Pas vivre éternellement. Mais rester vivant dans la mémoire de ceux qu’on aime. Quand il a été temps de partir, Théo m’a serrée dans ses bras. « Merci, mamie Etel.

»

« Merci à toi, mon petit. »

« Je peux vous revoir ? »

« Oui. Si tu veux.

»

« Je veux. »

Il est parti avec sa famille d’accueil. Et je suis restée là, debout, à le regarder s’éloigner. Ce petit garçon qui portait en lui une partie de Maxime.

Ce petit garçon qui était la preuve que l’amour est plus fort que le sang. Depuis ce jour, je revois Théo une fois par mois. Nous nous promenons dans les parcs. Nous allons au musée.

Nous prenons des goûters dans des cafés. Je lui raconte des histoires sur son père. Et lui, il me raconte sa vie, ses amis, son école, ses rêves. Il veut devenir architecte.

Il veut créer. Bâtir. Laisser une trace. Et quand il me dit ça, je vois Maxime en lui.

Pas dans ses traits. Pas dans son apparence. Mais dans son âme. Dans sa manière d’être.

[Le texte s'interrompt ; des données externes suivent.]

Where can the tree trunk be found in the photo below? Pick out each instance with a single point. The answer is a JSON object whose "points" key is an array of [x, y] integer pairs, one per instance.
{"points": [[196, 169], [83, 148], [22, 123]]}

Dans sa manière de voir le monde. Parfois, les gens me demandent comment je fais. Comment je fais pour continuer après avoir perdu un enfant. Et je leur réponds toujours la même chose : on ne se remet jamais vraiment de la perte d’un enfant.

Mais on apprend à vivre avec. On apprend à porter cette douleur, à la transformer. La douleur ne disparaît jamais complètement. Mais elle change.

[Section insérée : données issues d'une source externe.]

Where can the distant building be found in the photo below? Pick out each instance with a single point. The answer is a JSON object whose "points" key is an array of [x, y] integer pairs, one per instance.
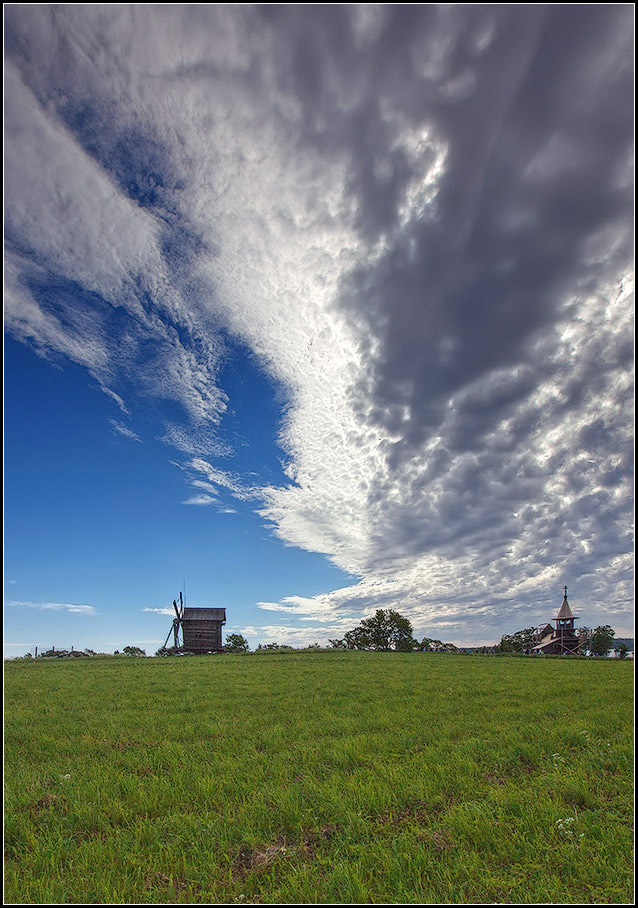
{"points": [[560, 640], [202, 629]]}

Elle devient plus douce, plus supportable. Et un jour, on se réveille et on se rend compte qu’on peut à nouveau sourire, qu’on peut à nouveau rire, qu’on peut à nouveau vivre. Pas parce qu’on a oublié. Mais parce qu’on a accepté.

J’ai appris beaucoup de choses ces dernières années. J’ai appris que la vie est fragile. Que rien n’est acquis. Que tout peut basculer en un instant.

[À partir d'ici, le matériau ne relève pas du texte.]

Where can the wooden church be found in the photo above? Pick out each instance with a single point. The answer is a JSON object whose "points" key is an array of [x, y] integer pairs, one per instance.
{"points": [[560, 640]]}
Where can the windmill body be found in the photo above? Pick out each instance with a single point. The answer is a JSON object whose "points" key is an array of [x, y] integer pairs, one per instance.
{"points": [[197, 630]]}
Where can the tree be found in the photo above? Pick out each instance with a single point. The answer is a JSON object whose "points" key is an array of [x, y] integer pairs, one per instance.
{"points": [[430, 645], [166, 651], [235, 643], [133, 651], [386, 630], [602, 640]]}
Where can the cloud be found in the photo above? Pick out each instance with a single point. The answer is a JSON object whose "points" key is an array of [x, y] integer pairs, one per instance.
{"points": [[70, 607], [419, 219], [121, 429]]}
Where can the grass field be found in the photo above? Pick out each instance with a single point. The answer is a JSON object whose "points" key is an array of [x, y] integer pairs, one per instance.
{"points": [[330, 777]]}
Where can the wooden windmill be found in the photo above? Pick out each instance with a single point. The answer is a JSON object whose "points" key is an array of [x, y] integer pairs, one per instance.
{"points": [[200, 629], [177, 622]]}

J’ai appris que la justice ne guérit pas. Elle apaise, peut-être. Mais elle ne ramène pas les morts. J’ai appris que le pardon n’est pas toujours possible.

Et que c’est normal. On n’est pas obligé de pardonner à ceux qui nous ont fait du mal. On est juste obligé de continuer à vivre. Pour soi.

Pour ceux qu’on aime. Pour ceux qui nous ont aimés. Il y a quelques semaines, j’ai commencé à écrire un livre. Un livre sur Maxime, sur notre histoire, sur ce que nous avons vécu.

Pas pour me venger. Pas pour blâmer. Mais pour témoigner. Pour que d’autres femmes qui traversent des situations similaires sachent qu’elles ne sont pas seules.

Pour que d’autres mères qui ont perdu un enfant sachent qu’on peut survivre. J’ai intitulé ce livre « La petite voiture en bois ». Parce que cette voiture, ce petit objet insignifiant, est devenu le symbole de tout ce que j’ai vécu. Le symbole de l’amour d’un père pour son enfant.

Le symbole de la transmission. Le symbole de la mémoire. Le symbole de l’espoir. Hier soir, j’étais assise dans mon salon, une tasse de thé entre les mains, à regarder par la fenêtre.

Les lumières de la ville scintillaient. Les arbres du parc se balançaient doucement dans le vent. Et j’ai pensé à Maxime. À son sourire.

À sa voix. À son rire. Et pour la première fois depuis longtemps, j’ai souri. Un vrai sourire.

Parce que j’ai compris : il n’est pas vraiment parti. Il est là. Dans mon cœur. Dans mes souvenirs.

Dans les mains de Théo, qui serre sa petite voiture en bois tous les soirs. Il est là. Et il le sera toujours.